Antibodies Directed to the Gram-Negative Bacterium Neisseria gonorrhoeae Cross-React with the 60 kDa Heat Shock Protein and Lead to Impaired Neurite Outgrowth in NTera2/D1 Cells

Abstract

Children of mothers with prenatal gonococcal infections are of increased risk to develop schizophrenic psychosis in later life. The present study hypothesizes an autoimmune mechanism for this, investigating interactions of a commercial rabbit antiserum directed to Neisseria gonorrhoeae (α-NG) with human NTera2/D1 cells, an established in vitro model for human neuronal differentiation. Immunocytochemistry demonstrated α-NG to label antigens on an intracellular organelle, which by Western blot analysis showed a molecular weight shortly below 72 kDa. An antiserum directed to Neisseria meningitidis (α-NM) reacts with an antigen shortly below 95 kDa, confirming antibody specificity of these interactions. Two-dimensional gel electrophoresis and partial Western transfer, allowed to localize an α-NG reactive protein spot which was identified by LC-Q-TOF MS/MS analysis as mitochondrial heat shock protein Hsp60. This was confirmed by Western blot analysis of α-NG immunoreactivity with a commercial Hsp60 protein sample, with which α-NM failed to interact.
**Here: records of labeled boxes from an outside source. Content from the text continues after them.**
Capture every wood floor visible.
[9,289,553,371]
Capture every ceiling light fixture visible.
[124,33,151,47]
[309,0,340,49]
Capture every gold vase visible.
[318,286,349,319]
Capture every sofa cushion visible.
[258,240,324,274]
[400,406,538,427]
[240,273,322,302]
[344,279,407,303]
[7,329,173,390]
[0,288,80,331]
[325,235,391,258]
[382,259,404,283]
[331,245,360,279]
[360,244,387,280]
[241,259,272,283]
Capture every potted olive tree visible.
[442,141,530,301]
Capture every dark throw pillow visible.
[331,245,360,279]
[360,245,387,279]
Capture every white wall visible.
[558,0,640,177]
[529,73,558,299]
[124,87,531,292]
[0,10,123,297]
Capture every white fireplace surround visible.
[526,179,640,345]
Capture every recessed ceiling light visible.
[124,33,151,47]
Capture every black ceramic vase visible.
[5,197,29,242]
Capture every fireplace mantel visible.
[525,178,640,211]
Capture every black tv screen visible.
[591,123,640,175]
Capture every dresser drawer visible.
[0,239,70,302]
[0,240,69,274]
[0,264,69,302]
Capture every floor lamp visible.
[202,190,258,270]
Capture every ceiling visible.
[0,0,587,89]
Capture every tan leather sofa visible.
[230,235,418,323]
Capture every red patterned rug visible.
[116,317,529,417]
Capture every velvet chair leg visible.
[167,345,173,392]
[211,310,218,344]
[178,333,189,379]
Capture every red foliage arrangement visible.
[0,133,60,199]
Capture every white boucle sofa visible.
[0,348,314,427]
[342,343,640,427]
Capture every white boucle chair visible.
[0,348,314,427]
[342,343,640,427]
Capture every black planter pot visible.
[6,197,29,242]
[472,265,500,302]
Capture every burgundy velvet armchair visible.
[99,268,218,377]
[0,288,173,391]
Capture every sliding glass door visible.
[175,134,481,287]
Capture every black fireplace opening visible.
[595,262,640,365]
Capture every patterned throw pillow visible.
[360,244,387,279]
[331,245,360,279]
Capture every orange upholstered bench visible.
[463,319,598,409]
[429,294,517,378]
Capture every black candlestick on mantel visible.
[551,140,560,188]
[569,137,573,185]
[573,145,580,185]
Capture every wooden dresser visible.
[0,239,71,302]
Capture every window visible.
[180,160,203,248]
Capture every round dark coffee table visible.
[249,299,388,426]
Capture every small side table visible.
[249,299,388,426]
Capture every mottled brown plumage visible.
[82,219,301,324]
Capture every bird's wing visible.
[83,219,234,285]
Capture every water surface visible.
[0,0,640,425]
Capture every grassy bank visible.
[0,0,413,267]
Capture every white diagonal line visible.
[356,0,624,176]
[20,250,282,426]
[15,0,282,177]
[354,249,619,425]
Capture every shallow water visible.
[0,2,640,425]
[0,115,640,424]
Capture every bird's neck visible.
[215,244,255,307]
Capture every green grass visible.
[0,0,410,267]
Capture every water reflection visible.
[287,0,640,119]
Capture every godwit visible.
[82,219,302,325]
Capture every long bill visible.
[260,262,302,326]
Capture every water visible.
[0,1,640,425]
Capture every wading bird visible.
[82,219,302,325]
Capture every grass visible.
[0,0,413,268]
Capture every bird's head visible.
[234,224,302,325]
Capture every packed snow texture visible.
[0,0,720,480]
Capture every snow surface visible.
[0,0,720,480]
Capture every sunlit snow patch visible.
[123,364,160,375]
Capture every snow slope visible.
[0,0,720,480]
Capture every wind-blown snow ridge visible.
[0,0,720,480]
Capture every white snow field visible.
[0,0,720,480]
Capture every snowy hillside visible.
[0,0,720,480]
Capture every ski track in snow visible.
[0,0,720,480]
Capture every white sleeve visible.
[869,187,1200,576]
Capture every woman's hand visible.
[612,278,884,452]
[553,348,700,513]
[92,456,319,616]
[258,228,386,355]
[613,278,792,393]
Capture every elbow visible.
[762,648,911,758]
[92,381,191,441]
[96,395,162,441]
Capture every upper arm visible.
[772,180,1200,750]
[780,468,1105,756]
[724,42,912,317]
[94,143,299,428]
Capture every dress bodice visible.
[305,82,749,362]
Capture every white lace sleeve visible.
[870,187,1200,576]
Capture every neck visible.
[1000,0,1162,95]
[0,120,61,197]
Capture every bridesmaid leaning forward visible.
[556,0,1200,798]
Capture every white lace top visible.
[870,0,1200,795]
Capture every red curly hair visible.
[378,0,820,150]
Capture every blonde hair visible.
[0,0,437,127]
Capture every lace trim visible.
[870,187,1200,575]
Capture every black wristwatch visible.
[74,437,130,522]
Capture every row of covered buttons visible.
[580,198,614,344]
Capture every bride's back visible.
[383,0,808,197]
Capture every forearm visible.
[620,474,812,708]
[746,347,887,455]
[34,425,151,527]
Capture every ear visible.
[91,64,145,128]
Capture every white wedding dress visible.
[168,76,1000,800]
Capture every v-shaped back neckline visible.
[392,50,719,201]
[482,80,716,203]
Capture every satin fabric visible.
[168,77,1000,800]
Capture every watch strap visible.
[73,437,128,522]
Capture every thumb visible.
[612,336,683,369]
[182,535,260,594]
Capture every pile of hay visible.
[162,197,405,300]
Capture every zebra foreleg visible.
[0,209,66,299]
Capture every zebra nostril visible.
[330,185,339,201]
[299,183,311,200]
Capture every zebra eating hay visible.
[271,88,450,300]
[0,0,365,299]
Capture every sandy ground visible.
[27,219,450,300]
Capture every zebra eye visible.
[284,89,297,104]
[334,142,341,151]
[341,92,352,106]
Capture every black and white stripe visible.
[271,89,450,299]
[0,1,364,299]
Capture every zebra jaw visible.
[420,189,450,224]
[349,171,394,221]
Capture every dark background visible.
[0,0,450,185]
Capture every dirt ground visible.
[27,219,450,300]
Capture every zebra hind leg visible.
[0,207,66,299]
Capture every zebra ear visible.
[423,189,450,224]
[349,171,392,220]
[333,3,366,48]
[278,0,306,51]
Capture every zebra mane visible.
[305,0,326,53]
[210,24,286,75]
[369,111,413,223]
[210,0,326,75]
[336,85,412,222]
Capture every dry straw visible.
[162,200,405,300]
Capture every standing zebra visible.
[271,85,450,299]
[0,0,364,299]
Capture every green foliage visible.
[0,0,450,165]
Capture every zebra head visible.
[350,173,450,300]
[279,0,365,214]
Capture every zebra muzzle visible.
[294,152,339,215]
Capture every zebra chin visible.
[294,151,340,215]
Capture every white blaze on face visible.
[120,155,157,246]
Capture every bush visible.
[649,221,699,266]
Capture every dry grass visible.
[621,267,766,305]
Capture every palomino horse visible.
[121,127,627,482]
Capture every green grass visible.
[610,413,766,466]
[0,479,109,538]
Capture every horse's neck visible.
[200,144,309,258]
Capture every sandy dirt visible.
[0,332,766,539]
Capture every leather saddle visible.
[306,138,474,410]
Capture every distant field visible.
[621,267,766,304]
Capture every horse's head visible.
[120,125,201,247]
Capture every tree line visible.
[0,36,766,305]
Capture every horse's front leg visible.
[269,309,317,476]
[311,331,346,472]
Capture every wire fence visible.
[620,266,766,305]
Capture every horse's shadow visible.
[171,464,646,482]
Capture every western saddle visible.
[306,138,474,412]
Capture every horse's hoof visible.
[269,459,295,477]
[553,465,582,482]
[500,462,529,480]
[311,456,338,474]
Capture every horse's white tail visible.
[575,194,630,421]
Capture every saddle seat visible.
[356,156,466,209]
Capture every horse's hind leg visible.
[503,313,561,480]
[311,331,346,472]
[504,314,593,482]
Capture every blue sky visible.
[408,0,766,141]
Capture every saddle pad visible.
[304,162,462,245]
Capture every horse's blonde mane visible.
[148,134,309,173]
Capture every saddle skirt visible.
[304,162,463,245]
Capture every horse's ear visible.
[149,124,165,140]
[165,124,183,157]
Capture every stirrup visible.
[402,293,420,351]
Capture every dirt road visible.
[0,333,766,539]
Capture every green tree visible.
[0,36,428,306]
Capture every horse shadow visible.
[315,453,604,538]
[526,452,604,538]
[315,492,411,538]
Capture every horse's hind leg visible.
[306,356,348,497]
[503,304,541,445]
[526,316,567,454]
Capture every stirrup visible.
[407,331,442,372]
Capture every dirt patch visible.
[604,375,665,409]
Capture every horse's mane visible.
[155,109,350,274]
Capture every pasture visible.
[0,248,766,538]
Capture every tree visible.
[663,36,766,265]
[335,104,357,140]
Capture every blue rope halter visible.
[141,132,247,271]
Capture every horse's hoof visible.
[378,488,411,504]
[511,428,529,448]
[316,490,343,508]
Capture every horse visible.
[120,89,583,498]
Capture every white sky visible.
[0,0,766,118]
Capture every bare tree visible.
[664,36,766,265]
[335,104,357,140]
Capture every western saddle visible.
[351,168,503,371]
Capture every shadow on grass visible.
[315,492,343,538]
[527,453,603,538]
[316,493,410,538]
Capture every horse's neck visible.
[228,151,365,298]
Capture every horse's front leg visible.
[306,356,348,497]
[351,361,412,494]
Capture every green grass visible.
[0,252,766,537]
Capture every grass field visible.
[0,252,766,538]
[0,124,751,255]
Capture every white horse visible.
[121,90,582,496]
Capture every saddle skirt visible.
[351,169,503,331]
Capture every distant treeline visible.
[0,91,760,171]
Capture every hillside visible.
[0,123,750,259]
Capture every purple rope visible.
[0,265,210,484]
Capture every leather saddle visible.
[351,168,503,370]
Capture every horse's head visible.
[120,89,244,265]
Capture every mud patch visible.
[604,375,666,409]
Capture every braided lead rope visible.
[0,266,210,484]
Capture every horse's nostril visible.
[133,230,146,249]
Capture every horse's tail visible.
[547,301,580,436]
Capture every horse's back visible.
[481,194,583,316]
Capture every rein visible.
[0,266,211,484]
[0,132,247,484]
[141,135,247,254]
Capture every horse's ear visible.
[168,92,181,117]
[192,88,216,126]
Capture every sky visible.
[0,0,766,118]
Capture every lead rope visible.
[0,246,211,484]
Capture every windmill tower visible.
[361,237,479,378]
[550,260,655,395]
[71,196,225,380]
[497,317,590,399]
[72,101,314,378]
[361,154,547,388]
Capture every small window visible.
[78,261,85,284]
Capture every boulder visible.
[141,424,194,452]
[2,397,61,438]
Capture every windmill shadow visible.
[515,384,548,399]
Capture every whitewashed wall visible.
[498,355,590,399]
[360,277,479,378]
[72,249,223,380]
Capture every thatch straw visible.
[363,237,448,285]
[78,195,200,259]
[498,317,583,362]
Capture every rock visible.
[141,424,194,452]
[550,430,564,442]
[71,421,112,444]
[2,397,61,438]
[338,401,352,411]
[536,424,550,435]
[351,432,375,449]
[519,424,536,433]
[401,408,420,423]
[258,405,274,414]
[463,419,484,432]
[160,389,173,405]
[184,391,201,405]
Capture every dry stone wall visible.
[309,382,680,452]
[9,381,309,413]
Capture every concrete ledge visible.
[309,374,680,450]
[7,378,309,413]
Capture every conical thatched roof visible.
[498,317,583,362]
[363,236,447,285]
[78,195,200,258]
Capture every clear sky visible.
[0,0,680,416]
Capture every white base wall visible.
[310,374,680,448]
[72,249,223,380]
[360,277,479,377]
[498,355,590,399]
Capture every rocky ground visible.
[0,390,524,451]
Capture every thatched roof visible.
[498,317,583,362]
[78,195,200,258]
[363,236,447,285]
Finally, analysis of neurite outgrowth in retinoic acid-stimulated differentiating NTera2-D1 cells, demonstrates that α-NG but not α-NM treatment reduces neurite length. These results demonstrate that α-NG can interact with Hsp60 in vitro, whereas pathogenetic relevance of this interaction for psychotic symptomatology remains to be clarified.